Imóveis em área inundada de Lajeado, no Vale do Taquari, no dia 6 de setembro de 2023. REUTERS/Diego Vara Foto: DIEGO VARA

Segundo ele, os projetos das barragens e usinas são feitos pensando em suportar algo muito maior do que historicamente registrado, e mesmo que comportas fossem abertas – intencionalmente ou não – isso não seria capaz de reproduzir o que houve nos últimos dias. “Os projetos são planejados para suportar certo risco, as barragens são projetadas para uma magnitude infinitamente maior. Se você abrir as comportas, vai provocar uma cheia, mas nunca maior do que a própria usina estava prevista para suportar”, explica.

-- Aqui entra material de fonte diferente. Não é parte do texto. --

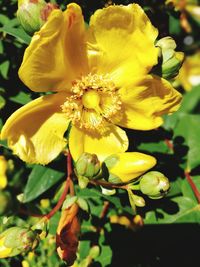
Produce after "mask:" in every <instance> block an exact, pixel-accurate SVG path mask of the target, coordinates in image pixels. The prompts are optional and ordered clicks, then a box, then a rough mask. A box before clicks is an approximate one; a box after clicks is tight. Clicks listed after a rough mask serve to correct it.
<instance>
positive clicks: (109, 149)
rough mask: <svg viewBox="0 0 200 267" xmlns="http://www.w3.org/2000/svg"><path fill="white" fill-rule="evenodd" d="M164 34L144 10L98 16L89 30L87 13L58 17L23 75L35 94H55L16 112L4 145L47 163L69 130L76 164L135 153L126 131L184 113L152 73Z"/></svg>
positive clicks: (112, 10) (35, 33) (33, 53)
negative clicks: (40, 93) (86, 16)
mask: <svg viewBox="0 0 200 267" xmlns="http://www.w3.org/2000/svg"><path fill="white" fill-rule="evenodd" d="M157 35H158V32H157V29H155V28H154V27H153V26H152V24H151V22H150V21H149V19H148V17H147V16H146V15H145V13H144V11H143V10H142V8H141V7H140V6H139V5H137V4H130V5H128V6H122V5H120V6H117V5H116V6H109V7H107V8H104V9H101V10H97V11H96V12H95V13H94V15H93V16H92V17H91V20H90V24H89V28H88V29H86V28H85V23H84V19H83V16H82V12H81V8H80V7H79V6H78V5H76V4H74V3H72V4H69V5H68V6H67V10H66V11H65V12H62V11H61V10H54V11H53V12H52V13H51V15H50V16H49V18H48V21H47V22H46V24H45V25H44V26H43V27H42V28H41V30H40V31H39V32H36V33H35V35H34V36H33V38H32V41H31V44H30V45H29V47H28V48H27V49H26V51H25V54H24V59H23V62H22V65H21V67H20V70H19V76H20V78H21V80H22V81H23V82H24V83H25V84H26V85H27V86H28V87H29V88H30V89H31V90H33V91H37V92H48V91H52V92H56V93H54V94H51V95H46V96H42V97H40V98H38V99H36V100H34V101H32V102H30V103H28V104H27V105H25V106H24V107H22V108H20V109H19V110H17V111H16V112H15V113H14V114H13V115H12V116H11V117H10V118H9V119H8V120H7V122H6V124H5V125H4V127H3V129H2V132H1V138H2V139H8V145H9V147H10V148H12V149H13V152H14V153H15V154H17V155H18V156H19V157H20V158H21V159H22V160H24V161H26V162H30V163H41V164H47V163H49V162H50V161H52V160H53V159H54V158H55V157H57V156H58V154H59V153H60V152H61V151H62V150H63V148H64V147H65V145H66V139H65V138H64V137H63V135H64V133H65V132H66V130H67V128H68V126H69V123H70V122H71V125H72V127H71V131H70V135H69V148H70V151H71V153H72V156H73V158H74V160H77V159H78V157H79V156H80V155H81V154H82V153H83V152H88V153H95V154H97V155H98V157H99V158H100V160H103V159H104V158H105V157H107V156H108V155H110V154H113V153H120V152H124V151H126V150H127V148H128V138H127V136H126V133H125V131H124V130H122V129H121V128H119V127H118V126H122V127H125V128H131V129H138V130H150V129H154V128H157V127H158V126H160V125H161V124H162V122H163V120H162V117H161V116H162V114H165V113H172V112H174V111H176V110H177V109H178V107H179V103H180V100H181V95H180V94H179V93H178V92H177V91H176V90H174V88H173V87H172V86H171V85H170V83H168V82H167V81H166V80H164V79H161V78H159V77H156V76H153V75H150V74H148V73H149V72H150V70H151V68H152V66H154V65H155V64H157V58H158V49H157V48H156V47H155V45H154V42H155V39H156V37H157Z"/></svg>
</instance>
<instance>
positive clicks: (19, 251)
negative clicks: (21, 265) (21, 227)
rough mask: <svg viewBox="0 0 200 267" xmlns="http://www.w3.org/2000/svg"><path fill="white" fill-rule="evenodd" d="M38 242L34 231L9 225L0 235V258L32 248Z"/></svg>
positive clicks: (34, 247)
mask: <svg viewBox="0 0 200 267" xmlns="http://www.w3.org/2000/svg"><path fill="white" fill-rule="evenodd" d="M38 242H39V238H38V235H37V233H36V232H34V231H32V230H31V229H27V228H21V227H17V226H16V227H11V228H9V229H7V230H6V231H4V232H3V233H1V235H0V258H7V257H12V256H16V255H18V254H20V253H22V252H28V251H29V250H32V249H34V248H35V247H36V246H37V245H38Z"/></svg>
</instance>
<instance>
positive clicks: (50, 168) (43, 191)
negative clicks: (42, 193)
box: [23, 165, 64, 203]
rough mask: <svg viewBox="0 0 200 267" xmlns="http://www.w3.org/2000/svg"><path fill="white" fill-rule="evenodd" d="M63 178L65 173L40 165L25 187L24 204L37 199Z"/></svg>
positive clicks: (29, 179) (23, 200) (30, 176)
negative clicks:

Os pesquisadores que assinaram a nota técnica do IPH-UFRGS sobre o fenômeno classificaram as cheias do início de setembro como “extremas” e apontaram que fatos similares já aconteceram no passado, como a enchente de 1941. Eles relatam que estudos recentes indicam um aumento nas vazões de cheias dos últimos anos no Sul do Brasil e projetam aumento na magnitude e na frequência das cheias no Rio Grande do Sul para o futuro, relacionadas às mudanças climáticas.

Glossário:

  • Ciclone – Os ciclones são descritos como áreas fechadas de baixa pressão atmosférica, comumente formados nos oceanos, onde os ventos giram no sentido horário no Hemisfério Sul, concentrando umidade no centro e formando nuvens carregadas. Eles podem ser classificados como ciclones tropicais, subtropicais ou extratropicais.
  • Ciclone extratropical – Segundo o Inmet, estes são os mais comuns no Brasil e ocorrem no ano inteiro, embora sejam mais comuns no inverno. Estes ciclones estão sempre associados a uma frente fria, que foi o que aconteceu na região Sul do Brasil no início de setembro.
  • Frente fria – Ocorre quando a extremidade de uma massa de ar fria avança deslocando o ar quente de seu caminho. Geralmente, a temperatura e a umidade diminuem durante a passagem de uma frente fria e ocorre chuva antes ou depois da passagem.
  • Frente semi-estacionária – É um tipo de frente que se move pouco desde sua última posição.